Added March 16, 2000

Crystal told me about a review of "to venus and back" that is online at The Digital Cardinal, which is the web site of The Daily Cardinal, the newspaper of the University of Wisconsin-Madison based in Madison, WI. It was posted on October 6, 1999. Read it online or below.

Bring The Noize

Moody Noize muses with Best Boy Electric, NIN, Amos

Tori Amos
to venus and back
Atlantic Records

For the casual listener, Tori Amos is an easily dismissed oddity, the girl with the wild red hair who has a penchant for fairies. On the opposite end of the spectrum, diehard fans often see a spiritual savior in Amos, a priestess guiding them to wisdom and truth.

To say there is no in-between would be a lie, but it's not far from reality. A devoted fan base has turned Amos into a star, even if she receives limited play on the airways.

The passing of time has not clarified the obscure poetry that is Amos' lyrics--if anything, the two-disc to venus and back carries some cryptic words to rival anything else she has released.

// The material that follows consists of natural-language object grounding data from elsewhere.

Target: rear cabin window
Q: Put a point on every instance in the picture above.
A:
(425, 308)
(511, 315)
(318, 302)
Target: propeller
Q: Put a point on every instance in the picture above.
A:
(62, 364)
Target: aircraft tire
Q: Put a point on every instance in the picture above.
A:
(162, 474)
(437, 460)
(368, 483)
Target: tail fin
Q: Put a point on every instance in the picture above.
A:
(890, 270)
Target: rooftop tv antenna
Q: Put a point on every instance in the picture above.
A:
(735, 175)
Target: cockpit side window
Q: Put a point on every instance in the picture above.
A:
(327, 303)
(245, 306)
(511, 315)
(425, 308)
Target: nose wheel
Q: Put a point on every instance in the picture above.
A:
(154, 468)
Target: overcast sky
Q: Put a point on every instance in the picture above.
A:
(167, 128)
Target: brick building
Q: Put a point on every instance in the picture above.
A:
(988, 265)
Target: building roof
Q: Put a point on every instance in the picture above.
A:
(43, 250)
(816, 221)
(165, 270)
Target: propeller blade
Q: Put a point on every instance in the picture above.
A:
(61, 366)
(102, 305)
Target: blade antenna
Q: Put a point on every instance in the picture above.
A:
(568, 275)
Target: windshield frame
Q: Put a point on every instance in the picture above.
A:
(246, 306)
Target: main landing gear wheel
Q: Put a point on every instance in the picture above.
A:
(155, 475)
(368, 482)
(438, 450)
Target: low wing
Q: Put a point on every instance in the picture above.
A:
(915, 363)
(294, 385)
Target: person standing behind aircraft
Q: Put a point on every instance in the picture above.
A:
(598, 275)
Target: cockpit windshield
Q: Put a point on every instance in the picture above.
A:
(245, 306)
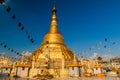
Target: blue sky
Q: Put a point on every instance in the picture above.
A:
(84, 24)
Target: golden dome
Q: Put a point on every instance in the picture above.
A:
(53, 45)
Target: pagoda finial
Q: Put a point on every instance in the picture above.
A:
(54, 3)
(53, 26)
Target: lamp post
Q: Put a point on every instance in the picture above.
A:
(47, 42)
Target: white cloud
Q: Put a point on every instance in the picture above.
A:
(2, 54)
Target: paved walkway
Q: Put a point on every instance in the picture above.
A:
(88, 78)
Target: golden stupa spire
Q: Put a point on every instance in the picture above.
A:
(53, 26)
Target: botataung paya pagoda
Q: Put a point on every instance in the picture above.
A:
(53, 50)
(53, 59)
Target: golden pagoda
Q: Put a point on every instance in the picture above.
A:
(53, 49)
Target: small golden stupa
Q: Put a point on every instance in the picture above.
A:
(53, 49)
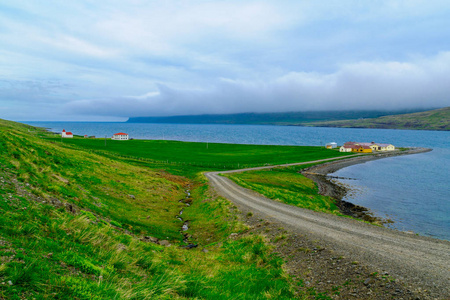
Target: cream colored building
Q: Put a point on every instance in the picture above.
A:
(345, 149)
(66, 134)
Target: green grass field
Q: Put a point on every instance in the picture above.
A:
(286, 185)
(209, 156)
(74, 214)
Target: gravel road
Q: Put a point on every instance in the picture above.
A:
(422, 261)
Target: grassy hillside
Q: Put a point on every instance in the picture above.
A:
(438, 119)
(79, 221)
(72, 226)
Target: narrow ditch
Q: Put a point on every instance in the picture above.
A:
(185, 227)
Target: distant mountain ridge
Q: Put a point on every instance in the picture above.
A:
(287, 118)
(437, 119)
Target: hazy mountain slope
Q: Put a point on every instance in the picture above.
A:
(438, 119)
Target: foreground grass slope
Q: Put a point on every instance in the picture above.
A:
(72, 225)
(438, 119)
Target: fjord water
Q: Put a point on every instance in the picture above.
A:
(412, 190)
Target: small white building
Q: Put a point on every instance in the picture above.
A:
(120, 136)
(66, 134)
(331, 145)
(345, 149)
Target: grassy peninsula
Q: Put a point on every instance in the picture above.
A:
(438, 119)
(80, 220)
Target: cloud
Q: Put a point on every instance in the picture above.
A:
(421, 83)
(115, 58)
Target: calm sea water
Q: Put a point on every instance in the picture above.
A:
(413, 190)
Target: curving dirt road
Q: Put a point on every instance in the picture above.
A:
(417, 260)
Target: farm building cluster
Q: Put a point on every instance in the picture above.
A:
(366, 147)
(117, 136)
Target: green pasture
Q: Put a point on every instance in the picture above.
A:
(72, 224)
(206, 155)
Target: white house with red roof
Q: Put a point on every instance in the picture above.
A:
(66, 134)
(120, 136)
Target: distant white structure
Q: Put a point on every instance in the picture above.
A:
(331, 145)
(345, 149)
(66, 134)
(120, 136)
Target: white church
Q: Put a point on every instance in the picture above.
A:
(66, 134)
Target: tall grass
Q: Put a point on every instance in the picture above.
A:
(60, 207)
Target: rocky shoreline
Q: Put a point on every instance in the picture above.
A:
(328, 187)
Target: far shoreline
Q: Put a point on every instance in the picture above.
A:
(320, 174)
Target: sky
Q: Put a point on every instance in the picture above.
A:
(109, 60)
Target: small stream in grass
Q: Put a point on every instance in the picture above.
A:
(413, 190)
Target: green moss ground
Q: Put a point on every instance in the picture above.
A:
(72, 216)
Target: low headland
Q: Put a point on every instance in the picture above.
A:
(328, 187)
(85, 219)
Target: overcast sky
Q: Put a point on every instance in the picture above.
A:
(109, 60)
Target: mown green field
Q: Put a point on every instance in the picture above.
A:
(74, 217)
(211, 155)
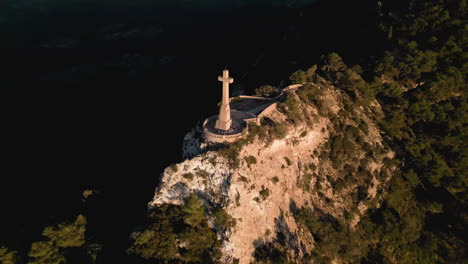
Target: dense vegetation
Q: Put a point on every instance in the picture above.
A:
(421, 87)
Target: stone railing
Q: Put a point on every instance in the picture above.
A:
(220, 138)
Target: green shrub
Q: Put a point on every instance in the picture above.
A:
(275, 179)
(264, 192)
(250, 160)
(222, 219)
(188, 176)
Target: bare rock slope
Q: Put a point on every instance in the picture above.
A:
(319, 150)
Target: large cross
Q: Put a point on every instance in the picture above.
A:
(226, 81)
(224, 121)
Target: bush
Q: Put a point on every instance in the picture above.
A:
(202, 173)
(264, 192)
(222, 219)
(174, 168)
(250, 160)
(266, 91)
(275, 180)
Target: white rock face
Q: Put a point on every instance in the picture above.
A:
(277, 167)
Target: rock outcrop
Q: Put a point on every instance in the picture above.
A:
(329, 159)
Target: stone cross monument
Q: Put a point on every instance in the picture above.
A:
(224, 121)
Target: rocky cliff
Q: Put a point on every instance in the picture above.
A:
(319, 154)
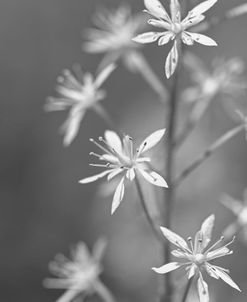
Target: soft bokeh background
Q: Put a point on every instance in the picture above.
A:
(43, 209)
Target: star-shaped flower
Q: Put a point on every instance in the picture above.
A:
(239, 208)
(78, 93)
(196, 257)
(80, 275)
(225, 79)
(114, 33)
(121, 159)
(175, 28)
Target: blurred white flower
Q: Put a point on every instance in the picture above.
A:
(80, 275)
(78, 93)
(121, 158)
(114, 33)
(175, 28)
(239, 209)
(195, 257)
(226, 79)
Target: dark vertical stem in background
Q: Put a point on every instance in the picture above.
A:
(169, 193)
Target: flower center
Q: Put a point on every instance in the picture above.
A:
(177, 28)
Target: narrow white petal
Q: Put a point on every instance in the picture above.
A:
(202, 288)
(113, 140)
(152, 140)
(171, 61)
(156, 9)
(202, 7)
(174, 238)
(94, 178)
(103, 75)
(118, 196)
(202, 39)
(154, 178)
(167, 36)
(148, 37)
(160, 23)
(166, 268)
(175, 11)
(226, 278)
(206, 230)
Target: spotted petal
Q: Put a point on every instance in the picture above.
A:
(156, 9)
(94, 178)
(118, 196)
(202, 7)
(171, 61)
(174, 238)
(166, 268)
(202, 39)
(154, 178)
(148, 37)
(150, 141)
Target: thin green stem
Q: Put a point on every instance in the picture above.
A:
(145, 209)
(187, 289)
(206, 154)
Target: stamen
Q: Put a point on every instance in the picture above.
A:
(189, 239)
(215, 244)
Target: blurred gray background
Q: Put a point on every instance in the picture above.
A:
(43, 209)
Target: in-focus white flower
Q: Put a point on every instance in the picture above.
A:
(239, 209)
(113, 34)
(80, 275)
(120, 158)
(226, 79)
(78, 93)
(195, 258)
(175, 28)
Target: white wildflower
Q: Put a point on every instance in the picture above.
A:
(78, 93)
(122, 159)
(175, 28)
(196, 257)
(80, 275)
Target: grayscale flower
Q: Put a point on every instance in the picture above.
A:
(78, 92)
(113, 34)
(195, 258)
(225, 79)
(121, 159)
(175, 28)
(239, 209)
(80, 275)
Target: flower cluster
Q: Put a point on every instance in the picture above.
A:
(175, 28)
(196, 257)
(79, 275)
(120, 158)
(79, 93)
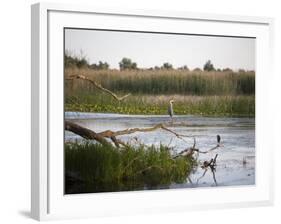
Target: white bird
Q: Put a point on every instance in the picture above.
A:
(171, 110)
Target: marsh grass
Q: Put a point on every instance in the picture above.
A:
(105, 169)
(199, 93)
(169, 81)
(157, 104)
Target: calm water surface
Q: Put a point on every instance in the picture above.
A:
(237, 138)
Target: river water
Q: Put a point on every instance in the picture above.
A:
(236, 157)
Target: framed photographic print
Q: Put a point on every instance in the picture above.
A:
(148, 111)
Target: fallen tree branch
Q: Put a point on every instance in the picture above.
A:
(99, 86)
(84, 132)
(109, 133)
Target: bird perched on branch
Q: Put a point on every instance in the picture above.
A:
(170, 109)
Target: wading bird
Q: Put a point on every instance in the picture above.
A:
(218, 139)
(171, 110)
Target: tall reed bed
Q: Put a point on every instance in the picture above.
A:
(157, 104)
(168, 82)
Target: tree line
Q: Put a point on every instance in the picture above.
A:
(128, 64)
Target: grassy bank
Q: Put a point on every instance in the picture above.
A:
(148, 104)
(101, 169)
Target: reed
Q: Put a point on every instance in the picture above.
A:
(167, 81)
(101, 168)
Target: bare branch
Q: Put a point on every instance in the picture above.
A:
(109, 133)
(84, 132)
(99, 86)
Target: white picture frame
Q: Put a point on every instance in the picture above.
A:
(47, 198)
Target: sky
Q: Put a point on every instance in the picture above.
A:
(154, 49)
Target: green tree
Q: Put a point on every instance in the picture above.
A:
(126, 63)
(167, 65)
(208, 66)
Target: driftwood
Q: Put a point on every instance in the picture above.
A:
(112, 135)
(99, 86)
(101, 137)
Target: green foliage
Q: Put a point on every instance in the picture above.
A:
(156, 105)
(72, 62)
(126, 63)
(100, 66)
(167, 65)
(105, 169)
(172, 82)
(208, 66)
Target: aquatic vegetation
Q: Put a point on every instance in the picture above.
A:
(100, 168)
(157, 104)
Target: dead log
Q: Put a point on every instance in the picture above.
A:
(84, 132)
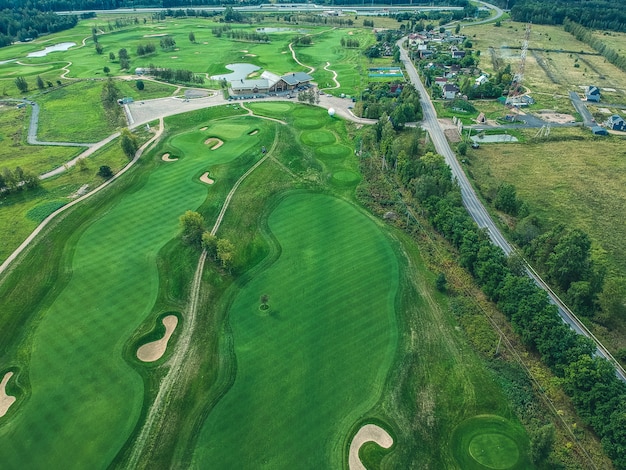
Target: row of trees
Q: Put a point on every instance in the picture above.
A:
(586, 35)
(595, 14)
(17, 180)
(194, 233)
(399, 102)
(591, 382)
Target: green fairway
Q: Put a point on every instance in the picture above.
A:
(84, 395)
(317, 360)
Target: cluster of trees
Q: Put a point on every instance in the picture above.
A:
(591, 382)
(350, 43)
(194, 233)
(20, 23)
(595, 14)
(145, 49)
(17, 180)
(585, 35)
(400, 102)
(175, 75)
(240, 35)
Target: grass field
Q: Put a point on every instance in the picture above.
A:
(331, 312)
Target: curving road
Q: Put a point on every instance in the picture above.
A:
(480, 214)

The sound of a fast wind wraps itself through the layers of "Bliss," which builds from a haunting opening into a crescendo of words and notes. The airy "Concertina" quickly lodges itself in the subconscious, and "Lust" feels like old-school Amos with its focus on her and her piano.

The disc closes with the painfully beautiful "1,000 Oceans." As blatantly close to a love song as Amos has ever written, delicately powerful vocals convey the desperate longing behind the words. This raw emotion is her trademark, ensuring "1,000 Oceans" outclasses every ballad manufactured for today's pop divas.

The second disc in the set consists of live songs recorded on her 1998 "Plugged" tour.

"Bells for Her" gains a power and immediacy it lacked on Under the Pink. Unfortunately, "Cruel," off 1998's From the Choirgirl Hotel, is given a somewhat tortured treatment that occasionally slips in directions that might have shined if they'd been explored but are too quickly left behind.

Backing by an actual band prevents the songs from being exact retreads of the original studio versions, but that is impossible to completely avoid.

With songs her fans will love but the adventurous newcomer can enjoy, to venus and back is guaranteed to earn Amos another platinum.